Alla stregua di tali rilievi, le Sezioni Unite, investite della nuova questione di particolare rilevanza, potranno esprimersi sulla configurabilità del diritto alla protezione umanitaria, nella vigenza dell’art. 5, comma 6, del d.lgs. n. 286 del 1998 ed in continuità con la collocazione nell’alveo dei diritti umani inviolabili ad esso attribuita dalla precedente pronuncia n. 24159 del 2019, nel caso in cui sia stato allegato ed accertato il “radicamento” effettivo del cittadino straniero, fondato su decisivi indici di stabilità lavorativa e relazionale, la cui radicale modificazione, mediante il rimpatrio, possa ritenersi idonea a determinare una situazione di vulnerabilità dovuta alla compromissione del diritto alla vita privata e/o familiare ex art. 8 CEDU, sulla base di un giudizio prognostico degli effetti dello “sradicamento” che incentri la valutazione comparativa sulla condizione raggiunta dal richiedente nel paese di accoglienza, con attenuazione del rilievo delle condizioni del paese di origine non eziologicamente ad essa ricollegabili15.

  1. Cass., n. 5358/2019; Cass., n. 23604/2017.
  2. V., in tal senso, Cass., n. 15466/2014.
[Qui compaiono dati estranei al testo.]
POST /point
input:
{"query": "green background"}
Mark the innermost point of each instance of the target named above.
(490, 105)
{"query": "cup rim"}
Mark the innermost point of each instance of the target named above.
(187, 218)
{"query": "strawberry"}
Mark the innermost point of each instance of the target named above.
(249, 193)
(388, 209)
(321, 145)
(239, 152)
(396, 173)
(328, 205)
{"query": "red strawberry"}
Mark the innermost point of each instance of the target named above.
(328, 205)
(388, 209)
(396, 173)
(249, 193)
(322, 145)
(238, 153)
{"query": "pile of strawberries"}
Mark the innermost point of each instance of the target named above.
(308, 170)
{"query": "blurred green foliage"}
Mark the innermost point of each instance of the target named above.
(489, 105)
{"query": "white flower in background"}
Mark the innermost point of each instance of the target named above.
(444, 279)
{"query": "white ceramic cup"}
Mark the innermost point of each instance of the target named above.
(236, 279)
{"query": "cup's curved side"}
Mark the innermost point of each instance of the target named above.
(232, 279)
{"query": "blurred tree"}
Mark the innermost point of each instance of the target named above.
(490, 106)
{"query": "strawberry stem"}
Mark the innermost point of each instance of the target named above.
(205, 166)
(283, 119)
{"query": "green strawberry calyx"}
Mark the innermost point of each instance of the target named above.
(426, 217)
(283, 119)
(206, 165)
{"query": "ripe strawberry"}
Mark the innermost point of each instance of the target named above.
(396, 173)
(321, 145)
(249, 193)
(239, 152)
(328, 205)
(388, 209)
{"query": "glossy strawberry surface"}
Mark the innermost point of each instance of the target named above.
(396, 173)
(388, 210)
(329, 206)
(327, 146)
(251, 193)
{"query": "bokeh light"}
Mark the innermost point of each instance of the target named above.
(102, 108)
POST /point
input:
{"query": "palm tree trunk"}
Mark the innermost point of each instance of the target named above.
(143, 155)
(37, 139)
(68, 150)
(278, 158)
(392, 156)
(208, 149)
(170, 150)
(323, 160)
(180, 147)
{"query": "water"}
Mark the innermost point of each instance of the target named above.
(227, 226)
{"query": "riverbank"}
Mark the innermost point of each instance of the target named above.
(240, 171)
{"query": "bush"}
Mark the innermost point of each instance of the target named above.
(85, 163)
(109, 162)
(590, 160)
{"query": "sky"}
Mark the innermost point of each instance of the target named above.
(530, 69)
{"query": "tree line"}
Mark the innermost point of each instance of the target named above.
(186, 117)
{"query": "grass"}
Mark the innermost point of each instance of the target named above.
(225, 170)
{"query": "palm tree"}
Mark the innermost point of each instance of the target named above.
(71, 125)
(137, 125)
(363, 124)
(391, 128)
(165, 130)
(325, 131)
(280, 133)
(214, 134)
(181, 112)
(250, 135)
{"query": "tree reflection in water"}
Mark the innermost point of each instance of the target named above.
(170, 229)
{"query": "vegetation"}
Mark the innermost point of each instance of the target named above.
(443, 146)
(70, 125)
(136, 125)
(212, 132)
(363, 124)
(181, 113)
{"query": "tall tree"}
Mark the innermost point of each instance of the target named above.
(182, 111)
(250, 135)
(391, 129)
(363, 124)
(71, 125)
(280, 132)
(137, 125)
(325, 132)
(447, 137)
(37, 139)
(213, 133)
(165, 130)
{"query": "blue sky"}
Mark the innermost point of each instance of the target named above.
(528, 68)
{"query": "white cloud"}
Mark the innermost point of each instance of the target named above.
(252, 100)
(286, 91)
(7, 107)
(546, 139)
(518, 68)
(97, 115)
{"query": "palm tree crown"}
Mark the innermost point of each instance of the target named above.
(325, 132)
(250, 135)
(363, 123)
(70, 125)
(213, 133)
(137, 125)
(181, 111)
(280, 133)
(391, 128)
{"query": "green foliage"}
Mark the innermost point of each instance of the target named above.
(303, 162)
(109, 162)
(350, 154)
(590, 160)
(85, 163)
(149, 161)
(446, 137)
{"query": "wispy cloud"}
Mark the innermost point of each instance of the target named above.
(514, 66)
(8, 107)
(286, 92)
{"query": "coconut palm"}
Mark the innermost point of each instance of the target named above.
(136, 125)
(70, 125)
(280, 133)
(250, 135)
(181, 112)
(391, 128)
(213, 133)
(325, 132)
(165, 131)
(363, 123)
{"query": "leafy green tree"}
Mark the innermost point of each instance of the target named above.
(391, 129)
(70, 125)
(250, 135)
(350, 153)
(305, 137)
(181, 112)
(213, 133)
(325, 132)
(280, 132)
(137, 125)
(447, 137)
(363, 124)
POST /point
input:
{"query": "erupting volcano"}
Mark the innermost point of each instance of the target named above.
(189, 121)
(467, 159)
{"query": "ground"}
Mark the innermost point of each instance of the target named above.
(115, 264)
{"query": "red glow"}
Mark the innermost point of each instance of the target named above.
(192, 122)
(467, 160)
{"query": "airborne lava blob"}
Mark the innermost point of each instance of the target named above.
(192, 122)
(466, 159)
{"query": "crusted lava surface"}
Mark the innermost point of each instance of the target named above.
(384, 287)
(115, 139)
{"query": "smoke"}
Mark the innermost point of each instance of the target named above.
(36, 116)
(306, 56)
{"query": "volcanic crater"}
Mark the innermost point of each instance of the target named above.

  3. La tenuta della soluzione adottata da Cass. n. 4455/2018 è stata messa in dubbio, dalla I Sezione civile, con le ordinanze interlocutorie n. 11749, 11750, 11751 del 3 maggio 2019, di rimessione alle Sezioni Unite. Queste ultime, con le sentenze nn. 29459, 29460, 29461 del 13 novembre 2019, hanno però confermato l’orientamento precedente. La prima di tali pronunce è stata così massimata: «In tema di protezione umanitaria, l’orizzontalità dei diritti umani fondamentali comporta che, ai fini del riconoscimento della protezione, occorre operare la valutazione comparativa della situazione soggettiva e oggettiva del richiedente con riferimento al Paese di origine, in raffronto alla situazione d’integrazione raggiunta nel paese di accoglienza, senza che abbia rilievo l’esame del livello di integrazione raggiunto in Italia, isolatamente ed astrattamente considerato». Confermata, pertanto, la necessità di una valutazione comparativa tra la situazione di integrazione nel Paese di accoglienza e quella esistente nel Paese di provenienza. 
  4. Tra le altre, Cass., n. 3746/2021; Cass., n. 24508/2020; Cass., Sez. Un., n. 29459/2019; Cass., n. 4455/2018.
  5. Tra le altre, Cass. n. 17072/2018; Cass, n. 11110/2019.
  6. Cass. n. 262/2021, n. 13573/2020, Cass. n. 16119/2020, Cass. n. 18808/2020.
  7. Cass. n. 1104/2020, Cass. n. 20894/2020. 
  8. Cass., n. 18443/2020.
  9. Cass., n. 16119/2020.
  10. Cfr. Cass., n. 3681/2019, n. 20334/2020, n. 17118/2020 e 33187/2019.
  11. Mehemi c. Francia, 26 settembre 1997, § 34, Recueil 1997-VI; Dalia, § 52; Boultif c. Svizzera, n. 54273/00, § 46, CEDU 2001 IX.
  12. [GC] n. 46410/99
  13. V., in tal senso, le sentenze 3 ottobre 2014, Jeunesse c. Paesi Bassi, 8 dicembre 2015, Z.H. e R.H. c. Svizzera, 12 gennaio 2017, Abuhmaid c. Ucraina, 26 aprile 2018, Hoti c. Croazia, 12 agosto 2020, Keita Sudita c. Ungheria.
  14. Cass. n. 5506/2021, Cass. n. 1347/2021. In relazione alla valutazione individuale della vita privata e familiare e alle situazioni atipiche di vulnerabilità dello straniero, da accertare caso per caso, cfr. Cass. n. 7599/2020, Cass. n. 8571/2020, Cass. n. 13088/2019, Cass. n. 9304/2019.
  15.  Cass., ord. int., n. 28316/2020.